‘The fourteenth century has been rightly seen as the great age of English mysticism, but in some respects the seventeenth century does not lag far behind’. These concluding remarks in Bernard McGinn latest volume, Mysticism in the Reformation (1500-1650), hint at the rich vein of mysticism which emerged across a range of religious groups in seventeenth century England, both from those happily thriving within the ecclesia anglicana and those who sought further reform and adherence to stricter form of puritanical Calvinism. This chapter focuses on the ‘priest-poet-mystic’ George Herbert, undoubtedly one of the most studied and celebrated seventeenth century poets, as an example of a figure whose burgeoning spirituality was shaped by the doctrines of the Church of England and the Book of Common Prayer. As one modern commentator has noted, ‘to some people Herbert is an uncanonized saint, perhaps a mystic’. As a result, scholars have passionately disagreed over the nature of Herbert’s spirituality and his place in the broad continuum of identities that existed within English Protestantism.  In broader terms, this chapter also aims to explore the currents of both pre- and post-Reformation mysticism at work in seventeenth-century England.

Protestants and Mysticism in Reformation Europe is intended as a handbook on the Protestant reception of medieval mysticism in the sixteenth and early seventeenth centuries (the “Reformation era”).  Bringing together contributions from a leading group of international scholars, the edited collection will challenge the pervasive scholarly assumption that after Luther and a few early radicals, Protestants of the era largely disregarded and were little influenced by medieval mysticism and its literature.  By making this challenge, the volume will encourage a substantial reassessment of the relationship between Reformation-era Protestantism and medieval Christianity. The addressed historical figures represent the diversity of Reformation-era Protestantism, including Lutheran, Reformed, Anglican, and radical protestants.
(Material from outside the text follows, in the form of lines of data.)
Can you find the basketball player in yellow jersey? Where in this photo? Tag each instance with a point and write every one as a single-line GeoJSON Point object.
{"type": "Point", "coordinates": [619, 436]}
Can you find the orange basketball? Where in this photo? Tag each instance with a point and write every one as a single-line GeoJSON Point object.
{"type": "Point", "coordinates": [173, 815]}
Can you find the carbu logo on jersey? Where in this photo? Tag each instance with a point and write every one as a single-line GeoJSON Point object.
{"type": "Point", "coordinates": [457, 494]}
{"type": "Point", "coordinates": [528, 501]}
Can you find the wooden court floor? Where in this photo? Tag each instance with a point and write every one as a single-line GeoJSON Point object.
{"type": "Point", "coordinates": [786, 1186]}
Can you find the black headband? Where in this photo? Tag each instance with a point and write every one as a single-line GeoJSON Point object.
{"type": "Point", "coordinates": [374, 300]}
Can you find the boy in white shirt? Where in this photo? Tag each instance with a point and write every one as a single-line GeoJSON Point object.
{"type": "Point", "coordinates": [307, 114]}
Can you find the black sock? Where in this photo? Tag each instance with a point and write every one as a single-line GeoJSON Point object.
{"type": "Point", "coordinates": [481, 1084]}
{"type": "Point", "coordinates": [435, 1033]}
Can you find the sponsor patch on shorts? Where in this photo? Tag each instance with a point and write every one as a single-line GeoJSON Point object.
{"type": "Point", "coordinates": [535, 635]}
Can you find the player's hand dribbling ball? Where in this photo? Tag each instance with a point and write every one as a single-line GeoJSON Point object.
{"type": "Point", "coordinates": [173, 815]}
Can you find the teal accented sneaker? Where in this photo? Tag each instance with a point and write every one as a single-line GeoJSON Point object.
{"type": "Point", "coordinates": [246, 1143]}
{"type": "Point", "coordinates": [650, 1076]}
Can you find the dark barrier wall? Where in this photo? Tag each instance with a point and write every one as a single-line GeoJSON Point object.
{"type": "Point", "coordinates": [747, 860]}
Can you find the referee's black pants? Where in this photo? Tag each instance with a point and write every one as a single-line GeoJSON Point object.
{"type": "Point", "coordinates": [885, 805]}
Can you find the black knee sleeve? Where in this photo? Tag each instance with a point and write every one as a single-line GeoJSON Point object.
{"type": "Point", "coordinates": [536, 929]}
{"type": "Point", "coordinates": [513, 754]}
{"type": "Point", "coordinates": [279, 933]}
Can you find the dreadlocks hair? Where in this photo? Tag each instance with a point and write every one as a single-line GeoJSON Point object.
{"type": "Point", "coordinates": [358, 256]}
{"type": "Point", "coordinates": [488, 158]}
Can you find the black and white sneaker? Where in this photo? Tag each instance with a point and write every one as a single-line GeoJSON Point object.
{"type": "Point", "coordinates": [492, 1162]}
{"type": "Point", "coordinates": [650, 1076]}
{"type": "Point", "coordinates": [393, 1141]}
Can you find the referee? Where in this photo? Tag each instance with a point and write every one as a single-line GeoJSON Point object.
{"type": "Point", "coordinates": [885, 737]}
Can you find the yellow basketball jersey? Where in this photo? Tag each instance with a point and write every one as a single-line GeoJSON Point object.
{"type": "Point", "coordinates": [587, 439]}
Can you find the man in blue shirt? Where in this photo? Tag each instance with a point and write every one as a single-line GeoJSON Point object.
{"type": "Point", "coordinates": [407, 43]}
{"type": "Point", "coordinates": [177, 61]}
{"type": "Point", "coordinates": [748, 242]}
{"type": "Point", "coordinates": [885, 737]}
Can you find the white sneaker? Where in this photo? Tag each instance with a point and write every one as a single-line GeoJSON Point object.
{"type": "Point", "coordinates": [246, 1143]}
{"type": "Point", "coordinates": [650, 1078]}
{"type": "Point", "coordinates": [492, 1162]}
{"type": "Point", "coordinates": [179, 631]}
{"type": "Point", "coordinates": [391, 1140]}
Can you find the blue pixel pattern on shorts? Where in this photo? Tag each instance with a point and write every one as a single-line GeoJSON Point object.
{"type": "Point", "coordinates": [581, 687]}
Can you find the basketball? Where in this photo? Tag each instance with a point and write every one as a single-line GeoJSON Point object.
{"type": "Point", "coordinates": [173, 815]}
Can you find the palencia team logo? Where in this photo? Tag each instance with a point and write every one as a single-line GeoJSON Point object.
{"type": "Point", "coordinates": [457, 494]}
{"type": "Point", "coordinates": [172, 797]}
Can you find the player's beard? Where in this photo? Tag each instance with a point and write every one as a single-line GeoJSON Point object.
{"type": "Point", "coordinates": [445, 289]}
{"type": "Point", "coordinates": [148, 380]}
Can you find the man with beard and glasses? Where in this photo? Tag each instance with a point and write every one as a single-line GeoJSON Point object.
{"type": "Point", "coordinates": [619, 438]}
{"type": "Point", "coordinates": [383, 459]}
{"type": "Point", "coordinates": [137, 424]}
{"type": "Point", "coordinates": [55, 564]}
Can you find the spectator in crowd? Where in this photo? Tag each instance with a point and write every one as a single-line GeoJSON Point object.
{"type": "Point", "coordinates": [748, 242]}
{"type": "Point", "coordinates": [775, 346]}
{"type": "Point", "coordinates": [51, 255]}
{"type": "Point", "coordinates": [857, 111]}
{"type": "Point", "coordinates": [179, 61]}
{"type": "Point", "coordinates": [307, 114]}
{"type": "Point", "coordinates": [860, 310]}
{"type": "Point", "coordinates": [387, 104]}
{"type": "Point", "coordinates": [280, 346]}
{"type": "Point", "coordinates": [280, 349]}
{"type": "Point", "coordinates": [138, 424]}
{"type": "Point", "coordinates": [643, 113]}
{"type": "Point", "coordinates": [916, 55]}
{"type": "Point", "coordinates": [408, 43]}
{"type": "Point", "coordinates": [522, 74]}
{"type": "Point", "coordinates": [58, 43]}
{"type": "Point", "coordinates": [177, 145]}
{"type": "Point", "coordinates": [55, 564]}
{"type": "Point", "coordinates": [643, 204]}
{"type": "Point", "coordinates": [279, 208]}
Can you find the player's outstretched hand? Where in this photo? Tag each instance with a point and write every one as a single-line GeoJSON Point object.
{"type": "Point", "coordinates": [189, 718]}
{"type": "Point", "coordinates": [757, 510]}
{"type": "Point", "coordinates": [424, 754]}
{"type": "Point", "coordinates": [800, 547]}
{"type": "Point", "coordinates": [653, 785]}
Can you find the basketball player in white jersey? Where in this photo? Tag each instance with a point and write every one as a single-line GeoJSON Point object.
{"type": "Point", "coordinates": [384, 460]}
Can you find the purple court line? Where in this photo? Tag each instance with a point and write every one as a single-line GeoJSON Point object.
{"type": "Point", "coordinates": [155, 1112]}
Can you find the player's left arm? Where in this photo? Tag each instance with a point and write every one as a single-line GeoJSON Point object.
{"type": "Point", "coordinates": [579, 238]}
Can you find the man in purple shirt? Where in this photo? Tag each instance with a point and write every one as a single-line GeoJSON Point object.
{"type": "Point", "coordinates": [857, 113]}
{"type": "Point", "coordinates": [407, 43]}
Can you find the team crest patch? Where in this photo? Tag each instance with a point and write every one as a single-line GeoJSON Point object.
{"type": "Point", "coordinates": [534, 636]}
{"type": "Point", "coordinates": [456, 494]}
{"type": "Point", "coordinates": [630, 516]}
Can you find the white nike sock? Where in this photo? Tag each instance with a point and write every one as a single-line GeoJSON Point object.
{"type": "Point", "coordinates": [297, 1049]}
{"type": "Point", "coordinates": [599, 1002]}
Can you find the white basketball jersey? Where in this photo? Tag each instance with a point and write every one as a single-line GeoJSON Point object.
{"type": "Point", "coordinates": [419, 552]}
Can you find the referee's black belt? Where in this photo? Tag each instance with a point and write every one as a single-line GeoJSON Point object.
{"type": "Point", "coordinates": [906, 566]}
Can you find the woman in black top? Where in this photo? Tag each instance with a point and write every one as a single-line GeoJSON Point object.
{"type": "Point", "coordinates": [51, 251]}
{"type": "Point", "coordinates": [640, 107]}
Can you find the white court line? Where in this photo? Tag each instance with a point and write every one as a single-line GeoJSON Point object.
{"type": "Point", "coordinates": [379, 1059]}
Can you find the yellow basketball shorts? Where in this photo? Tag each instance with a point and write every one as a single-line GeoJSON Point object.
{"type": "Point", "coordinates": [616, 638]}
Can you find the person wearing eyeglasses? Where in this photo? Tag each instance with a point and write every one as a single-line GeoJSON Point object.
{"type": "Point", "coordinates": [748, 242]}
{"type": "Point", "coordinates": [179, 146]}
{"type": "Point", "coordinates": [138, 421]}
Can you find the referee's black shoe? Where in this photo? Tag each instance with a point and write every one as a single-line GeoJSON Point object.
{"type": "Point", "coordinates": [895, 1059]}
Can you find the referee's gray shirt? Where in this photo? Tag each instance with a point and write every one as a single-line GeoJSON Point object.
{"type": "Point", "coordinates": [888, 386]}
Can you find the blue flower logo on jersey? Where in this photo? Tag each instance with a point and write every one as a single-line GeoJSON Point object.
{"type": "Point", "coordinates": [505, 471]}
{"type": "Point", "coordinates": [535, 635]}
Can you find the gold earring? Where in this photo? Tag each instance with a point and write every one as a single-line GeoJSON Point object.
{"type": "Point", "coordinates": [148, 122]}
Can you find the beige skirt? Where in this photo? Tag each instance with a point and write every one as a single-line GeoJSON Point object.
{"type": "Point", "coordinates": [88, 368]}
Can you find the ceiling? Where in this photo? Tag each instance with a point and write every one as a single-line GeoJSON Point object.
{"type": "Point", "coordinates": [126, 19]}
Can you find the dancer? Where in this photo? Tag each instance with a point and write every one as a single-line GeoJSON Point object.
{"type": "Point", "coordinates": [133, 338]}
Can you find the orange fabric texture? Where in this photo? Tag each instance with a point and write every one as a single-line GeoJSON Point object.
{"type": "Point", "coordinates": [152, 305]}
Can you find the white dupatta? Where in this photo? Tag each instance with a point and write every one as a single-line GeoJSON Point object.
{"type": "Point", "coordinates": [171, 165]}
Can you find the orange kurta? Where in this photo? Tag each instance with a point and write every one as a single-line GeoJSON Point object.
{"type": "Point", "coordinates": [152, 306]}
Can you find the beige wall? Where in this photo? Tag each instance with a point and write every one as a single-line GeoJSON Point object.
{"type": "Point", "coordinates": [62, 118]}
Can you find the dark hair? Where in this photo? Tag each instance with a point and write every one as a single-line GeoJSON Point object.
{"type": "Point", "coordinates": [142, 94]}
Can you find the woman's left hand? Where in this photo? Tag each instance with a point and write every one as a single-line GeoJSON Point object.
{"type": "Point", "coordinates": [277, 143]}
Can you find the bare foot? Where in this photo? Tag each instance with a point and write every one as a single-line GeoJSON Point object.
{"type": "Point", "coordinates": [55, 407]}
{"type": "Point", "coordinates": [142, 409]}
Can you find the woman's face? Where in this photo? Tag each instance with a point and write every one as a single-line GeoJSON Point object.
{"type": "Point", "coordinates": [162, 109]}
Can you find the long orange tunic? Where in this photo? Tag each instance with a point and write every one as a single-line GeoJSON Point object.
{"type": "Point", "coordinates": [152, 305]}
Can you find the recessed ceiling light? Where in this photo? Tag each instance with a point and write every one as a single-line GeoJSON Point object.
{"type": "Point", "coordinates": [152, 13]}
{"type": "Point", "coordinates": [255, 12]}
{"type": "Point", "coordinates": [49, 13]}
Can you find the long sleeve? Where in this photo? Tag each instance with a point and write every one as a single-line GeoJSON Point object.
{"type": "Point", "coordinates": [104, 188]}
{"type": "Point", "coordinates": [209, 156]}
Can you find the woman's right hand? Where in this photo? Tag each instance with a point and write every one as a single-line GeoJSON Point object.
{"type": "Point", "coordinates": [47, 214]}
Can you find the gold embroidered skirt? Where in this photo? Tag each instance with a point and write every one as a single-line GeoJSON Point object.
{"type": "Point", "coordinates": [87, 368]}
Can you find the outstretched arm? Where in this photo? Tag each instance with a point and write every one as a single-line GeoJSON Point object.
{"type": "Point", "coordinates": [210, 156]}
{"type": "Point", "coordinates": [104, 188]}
In recent decades, relevant studies—primarily of individual historical figures—have increasingly illuminated Protestants’ rich and varied reception of mysticism. This research, however, remains scattered throughout varied English, German, Dutch, and French publications, and there is need for a handbook to gather, evaluate, and, most importantly, draw connections between this research.  Directed primarily toward scholars and graduate students, Protestants and Mysticism in Reformation Europe is intended to lay the foundation for future research on the topic.

Protestants and Mysticism in Reformation Europe is forthcoming with Brill and edited by R. Rittgers and V. Evener.